For my entire adult life, I have been immersively devoted to the world of Dune. In the nineties, I even made my own audiobook version (dozens and dozens of cassette tapes) of all the original Frank Herbert books and have written much about Dune. I know Kevin J Anderson, the co-author with Frank Herbert’s son Brian, of all the many highly creditable Dune sequels and prequels they’ve written. They wrote the material this series is supposedly based on, but I’m sure they had little to do with whatever the mediocre committee of dumbasses did with it.
I love many things in the David Lynch Dune movie and the new Villeneuve Dune movies, though both have many failings.
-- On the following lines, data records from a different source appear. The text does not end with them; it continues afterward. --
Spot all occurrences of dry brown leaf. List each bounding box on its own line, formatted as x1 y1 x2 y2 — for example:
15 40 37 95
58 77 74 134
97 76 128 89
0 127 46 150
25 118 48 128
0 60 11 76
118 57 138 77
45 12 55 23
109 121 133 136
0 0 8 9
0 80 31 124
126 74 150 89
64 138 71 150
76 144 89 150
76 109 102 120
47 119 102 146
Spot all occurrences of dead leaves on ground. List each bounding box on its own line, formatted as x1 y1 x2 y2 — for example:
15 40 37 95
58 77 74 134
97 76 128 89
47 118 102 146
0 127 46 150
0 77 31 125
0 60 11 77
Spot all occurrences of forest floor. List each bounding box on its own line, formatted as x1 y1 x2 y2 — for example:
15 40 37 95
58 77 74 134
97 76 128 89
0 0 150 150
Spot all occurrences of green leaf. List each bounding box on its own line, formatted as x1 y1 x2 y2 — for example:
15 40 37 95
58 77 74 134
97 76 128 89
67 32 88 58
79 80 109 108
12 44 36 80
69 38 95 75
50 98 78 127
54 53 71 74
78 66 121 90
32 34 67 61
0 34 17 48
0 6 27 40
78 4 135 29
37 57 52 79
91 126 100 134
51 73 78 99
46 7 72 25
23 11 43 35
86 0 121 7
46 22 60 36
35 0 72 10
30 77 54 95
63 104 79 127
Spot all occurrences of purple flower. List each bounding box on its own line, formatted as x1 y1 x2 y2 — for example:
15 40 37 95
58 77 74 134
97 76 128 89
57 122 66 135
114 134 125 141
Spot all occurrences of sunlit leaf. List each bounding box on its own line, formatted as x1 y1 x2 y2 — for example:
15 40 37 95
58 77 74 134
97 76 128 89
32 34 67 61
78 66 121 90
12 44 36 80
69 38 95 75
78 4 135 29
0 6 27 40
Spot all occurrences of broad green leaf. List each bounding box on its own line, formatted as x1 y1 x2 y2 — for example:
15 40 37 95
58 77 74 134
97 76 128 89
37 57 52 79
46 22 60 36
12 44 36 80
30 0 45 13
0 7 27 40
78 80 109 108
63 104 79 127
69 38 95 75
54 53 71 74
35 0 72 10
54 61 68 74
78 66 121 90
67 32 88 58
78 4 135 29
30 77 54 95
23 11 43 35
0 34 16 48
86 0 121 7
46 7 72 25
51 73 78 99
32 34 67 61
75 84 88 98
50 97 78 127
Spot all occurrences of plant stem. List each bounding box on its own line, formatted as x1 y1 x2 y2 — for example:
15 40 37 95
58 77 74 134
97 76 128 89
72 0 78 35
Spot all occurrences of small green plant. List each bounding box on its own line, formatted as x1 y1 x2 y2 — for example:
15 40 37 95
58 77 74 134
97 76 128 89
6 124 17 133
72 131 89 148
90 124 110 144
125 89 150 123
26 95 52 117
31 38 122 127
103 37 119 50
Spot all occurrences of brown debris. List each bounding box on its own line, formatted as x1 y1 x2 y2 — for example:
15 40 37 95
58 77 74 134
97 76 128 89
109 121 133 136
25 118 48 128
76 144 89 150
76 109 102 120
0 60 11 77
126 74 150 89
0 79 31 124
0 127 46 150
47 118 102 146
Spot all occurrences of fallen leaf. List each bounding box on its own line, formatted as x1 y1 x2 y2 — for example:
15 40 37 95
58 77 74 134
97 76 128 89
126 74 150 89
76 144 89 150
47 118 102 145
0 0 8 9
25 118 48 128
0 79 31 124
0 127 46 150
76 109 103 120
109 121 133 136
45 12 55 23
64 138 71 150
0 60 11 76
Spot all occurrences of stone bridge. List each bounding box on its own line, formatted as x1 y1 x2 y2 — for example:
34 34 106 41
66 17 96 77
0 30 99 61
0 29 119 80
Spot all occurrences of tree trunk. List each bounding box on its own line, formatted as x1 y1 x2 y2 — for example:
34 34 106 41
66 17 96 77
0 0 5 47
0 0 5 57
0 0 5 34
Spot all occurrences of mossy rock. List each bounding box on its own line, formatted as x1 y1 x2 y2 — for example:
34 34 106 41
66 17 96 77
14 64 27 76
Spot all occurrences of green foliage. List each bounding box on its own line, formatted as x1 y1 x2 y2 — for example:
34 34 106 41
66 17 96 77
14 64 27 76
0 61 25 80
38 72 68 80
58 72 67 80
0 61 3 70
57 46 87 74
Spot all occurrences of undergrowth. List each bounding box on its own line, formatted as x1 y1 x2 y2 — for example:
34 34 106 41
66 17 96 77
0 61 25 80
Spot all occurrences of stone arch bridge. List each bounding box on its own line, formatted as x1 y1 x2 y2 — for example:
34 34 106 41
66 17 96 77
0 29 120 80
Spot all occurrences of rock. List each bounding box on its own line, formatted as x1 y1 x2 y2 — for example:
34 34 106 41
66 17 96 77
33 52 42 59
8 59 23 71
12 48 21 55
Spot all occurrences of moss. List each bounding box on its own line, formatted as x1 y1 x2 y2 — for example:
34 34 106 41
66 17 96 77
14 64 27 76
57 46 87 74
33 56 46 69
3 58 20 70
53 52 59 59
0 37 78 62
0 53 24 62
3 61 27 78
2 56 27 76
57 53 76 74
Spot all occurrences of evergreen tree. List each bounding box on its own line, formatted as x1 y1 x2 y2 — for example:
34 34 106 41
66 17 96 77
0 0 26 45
I will forever wish I hadn’t seen even the few minutes worth of the Sci-Fi channel’s Dune series I watched, and I also made it only a few minutes into the new HBO series before I realized that it would only degrade my vision of the Dune world.
As soon as we’re introduced to members of the Bene Gesserit sisterhood, I felt the needle scratching across the vinyl record as I saw a sucktacular, deal-breaking, godawful misconception. Lynch understood what the Bene Gesserit are like, and Villeneuve did a great job casting Mother Superior Gaius Helen Mohiam, but his choice of Jessica was too lightweight, barely passable. To be honest, as much as I like Timothy Chalumet, he’s also too lightweight and too nice to be an ideal Paul. To be fair, Paul is tough to cast, as he is supposed to be fifteen at the start of Dune, and finding someone close to that age with Paul’s intensity, seriousness, and paranormal radiance would be quite a challenge, but not impossible.
The set designers looked like they had done their job seel, but as soon as I saw the wokecast group of lightweight young women who seemed like a bunch of sorority girls from Barnard, I realized this was sucktacular disaster. There was an obvious total failure to understand the iBene Gesserit Sisterhood and, therefore, a total failure to represent the world of Dune. It would be a massive mistake for anyone to watch such a dumbed-down degradation of Frank Herbert’s creation. Read the books, and film your own series in your imagination.